When Ludwig van Beethoven began work on the Missa solemnis in 1819, he was experiencing a major crisis in his life. He had more or less lost his hearing which not only made composing difficult, but also lead to his increasing isolation. In this melancholy period, he wrote his seminal late works, including the last string quartets, the Ninth Symphony and the Missa solemnis which the composer himself regarded as his “greatest work”. Here, it can be heard in a performance by the Berliner Philharmoniker, the choir of Bayerischer Rundfunk and the conductor Herbert Blomstedt.
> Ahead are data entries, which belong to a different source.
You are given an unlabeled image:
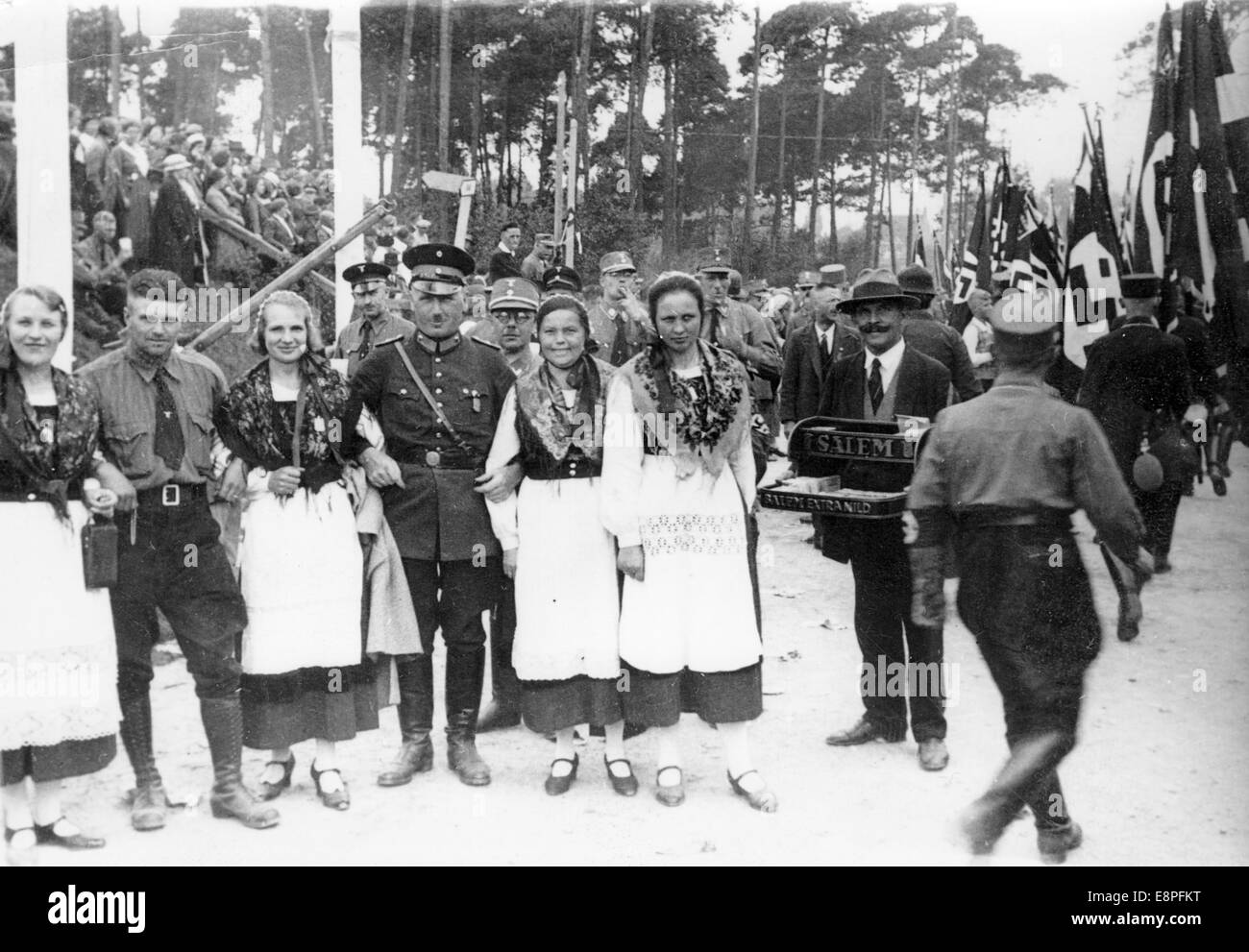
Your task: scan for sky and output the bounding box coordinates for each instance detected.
[100,0,1249,225]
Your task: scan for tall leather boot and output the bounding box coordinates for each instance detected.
[200,695,279,830]
[378,654,433,787]
[478,589,521,733]
[447,647,490,787]
[121,686,169,832]
[961,731,1071,853]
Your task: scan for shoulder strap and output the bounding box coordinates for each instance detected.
[395,341,478,456]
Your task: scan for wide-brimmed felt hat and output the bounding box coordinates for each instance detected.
[837,267,919,312]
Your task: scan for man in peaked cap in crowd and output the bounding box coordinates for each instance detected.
[542,265,581,298]
[344,244,516,786]
[906,290,1149,862]
[898,265,981,400]
[330,261,416,379]
[820,269,949,770]
[474,278,540,733]
[1077,267,1206,641]
[521,233,554,285]
[590,251,649,367]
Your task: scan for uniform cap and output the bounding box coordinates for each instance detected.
[599,251,637,275]
[490,278,540,311]
[1119,274,1163,298]
[542,265,581,294]
[342,261,391,285]
[404,242,476,298]
[698,248,733,275]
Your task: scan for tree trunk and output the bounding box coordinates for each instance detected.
[663,62,678,257]
[300,12,325,165]
[259,7,274,159]
[807,26,832,258]
[391,0,421,191]
[576,0,595,197]
[771,75,790,257]
[104,7,121,116]
[738,5,759,275]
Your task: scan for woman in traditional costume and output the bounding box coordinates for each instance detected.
[603,274,777,812]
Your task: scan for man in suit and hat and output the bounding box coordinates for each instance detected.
[344,244,516,786]
[898,265,981,400]
[906,290,1149,862]
[1077,274,1206,641]
[330,261,416,379]
[820,269,949,770]
[521,233,554,285]
[590,251,649,367]
[777,267,863,436]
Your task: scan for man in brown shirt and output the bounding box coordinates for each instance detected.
[79,269,278,830]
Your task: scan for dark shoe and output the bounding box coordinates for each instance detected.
[378,731,433,787]
[130,783,169,833]
[724,769,781,814]
[919,737,949,770]
[4,826,38,866]
[1037,820,1084,864]
[478,701,521,733]
[309,757,351,810]
[257,752,295,801]
[1118,589,1157,641]
[654,768,686,807]
[603,754,637,797]
[542,753,581,797]
[447,711,490,787]
[200,695,279,830]
[35,818,105,849]
[824,718,902,747]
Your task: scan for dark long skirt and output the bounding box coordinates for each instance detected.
[241,662,378,749]
[521,674,624,733]
[621,661,763,727]
[0,735,117,786]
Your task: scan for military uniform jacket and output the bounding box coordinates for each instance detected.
[1077,323,1193,483]
[778,323,863,423]
[590,304,649,362]
[330,308,416,379]
[344,333,516,562]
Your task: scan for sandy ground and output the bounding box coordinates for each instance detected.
[26,446,1249,867]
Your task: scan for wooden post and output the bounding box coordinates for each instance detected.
[330,0,365,331]
[13,0,74,371]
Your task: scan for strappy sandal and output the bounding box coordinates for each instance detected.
[309,761,351,810]
[724,769,781,814]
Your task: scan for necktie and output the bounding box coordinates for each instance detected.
[153,370,186,473]
[611,313,628,367]
[867,357,884,413]
[357,317,374,360]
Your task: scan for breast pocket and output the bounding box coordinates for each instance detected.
[104,421,157,478]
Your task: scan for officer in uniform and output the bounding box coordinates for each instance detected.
[907,291,1149,862]
[590,251,650,367]
[820,269,949,770]
[475,278,540,733]
[344,244,516,786]
[330,262,416,379]
[1077,274,1206,579]
[79,269,279,830]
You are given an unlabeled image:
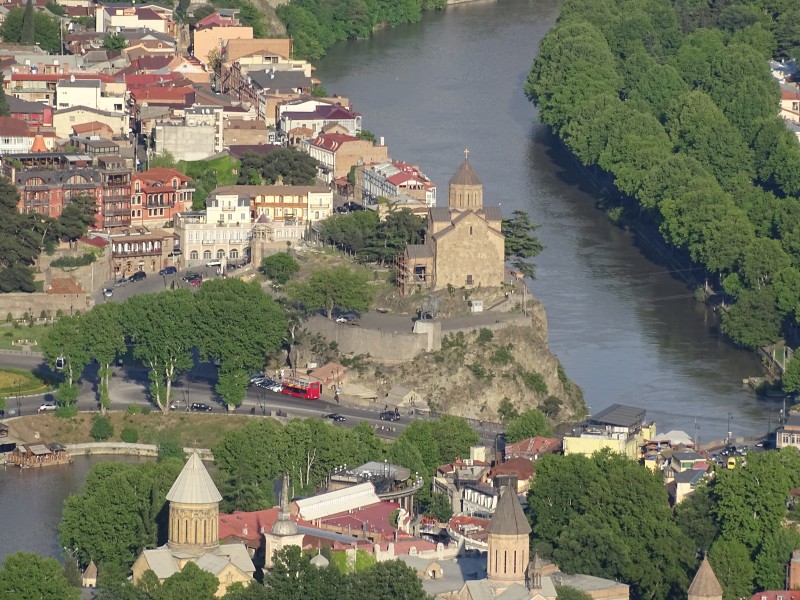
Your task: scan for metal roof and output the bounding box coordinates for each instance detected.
[167,452,222,504]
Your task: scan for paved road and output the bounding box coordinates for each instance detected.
[0,354,495,444]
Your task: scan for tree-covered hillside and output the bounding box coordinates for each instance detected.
[525,0,800,348]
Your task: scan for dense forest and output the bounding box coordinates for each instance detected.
[277,0,446,60]
[525,0,800,348]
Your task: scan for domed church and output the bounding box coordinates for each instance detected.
[133,452,256,596]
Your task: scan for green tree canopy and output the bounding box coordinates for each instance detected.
[287,266,373,319]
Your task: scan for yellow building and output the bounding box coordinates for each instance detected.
[397,150,505,295]
[563,404,656,460]
[133,453,256,597]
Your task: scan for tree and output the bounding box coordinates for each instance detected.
[59,461,182,573]
[0,552,80,600]
[708,538,755,600]
[123,284,197,413]
[194,279,287,406]
[19,0,36,46]
[103,33,128,52]
[261,252,300,285]
[287,266,373,319]
[42,316,90,409]
[506,408,553,443]
[156,561,219,600]
[82,302,126,414]
[501,210,544,277]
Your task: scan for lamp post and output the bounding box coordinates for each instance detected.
[728,412,733,446]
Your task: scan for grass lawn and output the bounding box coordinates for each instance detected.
[0,325,50,352]
[8,411,254,448]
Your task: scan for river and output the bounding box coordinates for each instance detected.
[0,0,778,560]
[316,0,779,441]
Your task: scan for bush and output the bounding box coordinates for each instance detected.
[120,427,139,444]
[89,415,114,442]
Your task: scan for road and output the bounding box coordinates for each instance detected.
[0,353,496,445]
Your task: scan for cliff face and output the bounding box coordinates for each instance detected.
[332,300,586,423]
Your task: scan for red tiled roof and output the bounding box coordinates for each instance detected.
[321,502,400,536]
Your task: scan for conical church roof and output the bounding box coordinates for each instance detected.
[450,158,483,185]
[688,557,722,598]
[167,452,222,504]
[486,487,531,535]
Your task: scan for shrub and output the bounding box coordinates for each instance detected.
[50,252,97,269]
[89,415,114,442]
[120,427,139,444]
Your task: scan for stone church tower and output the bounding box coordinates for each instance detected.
[486,487,532,584]
[264,475,305,569]
[687,557,722,600]
[448,150,483,210]
[167,452,222,555]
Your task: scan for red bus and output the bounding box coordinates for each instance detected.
[282,377,322,400]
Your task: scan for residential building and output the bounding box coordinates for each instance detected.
[304,135,389,183]
[563,404,656,460]
[132,452,256,596]
[355,161,436,208]
[56,76,128,113]
[780,83,800,124]
[129,167,194,227]
[111,227,176,278]
[6,96,53,130]
[94,3,178,38]
[175,188,253,268]
[96,155,132,230]
[775,412,800,450]
[53,106,130,139]
[277,101,360,145]
[397,151,505,295]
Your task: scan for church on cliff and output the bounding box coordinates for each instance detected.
[397,150,505,295]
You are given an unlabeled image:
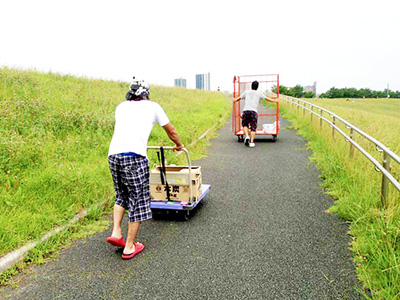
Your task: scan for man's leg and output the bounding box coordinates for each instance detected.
[243,126,249,136]
[124,222,140,254]
[111,204,125,239]
[250,131,256,143]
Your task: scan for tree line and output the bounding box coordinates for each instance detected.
[272,84,400,98]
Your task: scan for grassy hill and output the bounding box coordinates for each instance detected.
[0,68,230,255]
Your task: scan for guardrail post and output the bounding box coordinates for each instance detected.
[350,128,354,157]
[319,109,324,128]
[381,151,390,208]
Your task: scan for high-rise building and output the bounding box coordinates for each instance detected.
[175,77,186,88]
[304,81,317,95]
[196,73,210,91]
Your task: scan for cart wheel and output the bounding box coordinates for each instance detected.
[151,208,163,220]
[178,210,190,221]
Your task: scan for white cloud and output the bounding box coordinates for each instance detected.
[0,0,400,92]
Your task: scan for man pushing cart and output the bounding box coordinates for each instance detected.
[232,74,279,148]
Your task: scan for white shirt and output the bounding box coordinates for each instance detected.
[108,100,169,157]
[240,90,267,112]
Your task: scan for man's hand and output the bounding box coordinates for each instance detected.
[172,144,185,151]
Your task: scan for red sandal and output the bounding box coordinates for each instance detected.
[121,243,144,259]
[107,236,125,247]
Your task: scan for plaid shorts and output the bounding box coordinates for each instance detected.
[108,154,151,222]
[242,110,258,131]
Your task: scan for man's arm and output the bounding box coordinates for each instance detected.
[163,123,184,151]
[233,96,242,102]
[265,96,279,103]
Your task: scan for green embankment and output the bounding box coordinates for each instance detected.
[0,68,230,255]
[281,99,400,299]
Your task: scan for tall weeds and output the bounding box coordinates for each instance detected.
[0,68,229,255]
[281,99,400,299]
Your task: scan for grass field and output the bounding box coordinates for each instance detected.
[0,68,230,255]
[281,99,400,299]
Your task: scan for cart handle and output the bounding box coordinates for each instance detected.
[147,146,193,203]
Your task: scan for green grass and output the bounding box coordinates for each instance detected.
[0,68,230,255]
[281,99,400,299]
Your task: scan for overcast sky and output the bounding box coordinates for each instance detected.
[0,0,400,93]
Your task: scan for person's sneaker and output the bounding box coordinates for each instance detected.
[244,136,250,146]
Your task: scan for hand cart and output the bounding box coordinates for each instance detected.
[232,74,279,142]
[147,146,210,221]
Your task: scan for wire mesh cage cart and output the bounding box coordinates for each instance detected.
[232,74,279,142]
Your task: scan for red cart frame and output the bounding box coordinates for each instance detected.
[232,74,279,142]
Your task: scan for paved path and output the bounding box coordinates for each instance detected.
[0,118,361,299]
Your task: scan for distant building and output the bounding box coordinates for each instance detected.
[175,77,186,88]
[304,81,317,95]
[196,73,210,91]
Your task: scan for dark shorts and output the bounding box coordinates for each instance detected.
[242,110,258,131]
[108,154,151,222]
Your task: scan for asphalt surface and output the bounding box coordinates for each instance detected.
[0,120,362,299]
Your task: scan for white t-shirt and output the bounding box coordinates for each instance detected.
[108,100,169,157]
[240,90,267,112]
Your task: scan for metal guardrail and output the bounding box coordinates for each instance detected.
[279,95,400,207]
It is logical to assume that Beethoven’s difficult personal situation and his devotion to sacred music are interrelated. He, the advocate of the Enlightenment, went in search of a faith at this time – hoping that “God, who knows my innermost soul [...] will surely some day relieve me from these afflictions.” In parallel, the desire grew to create a work of liturgical music. For this purpose, he immersed himself in the Catholic liturgy and in numerous settings of the Mass.
In the Missa solemnis, the inspiration from older sources can be heard throughout: in its fugues, in its echoes from the time of Palestrina. And yet this music is not backward-looking. Harmonies and instrumentation point far into the future, and the vocal writing still presents a challenge for choirs and soloists today. But above all, Beethoven’s Mass does not subordinate itself to the dictates of the liturgy. It is no longer functional music but, with unbridled emotion, the music conveys Beethoven’s own thinking and feeling in every bar.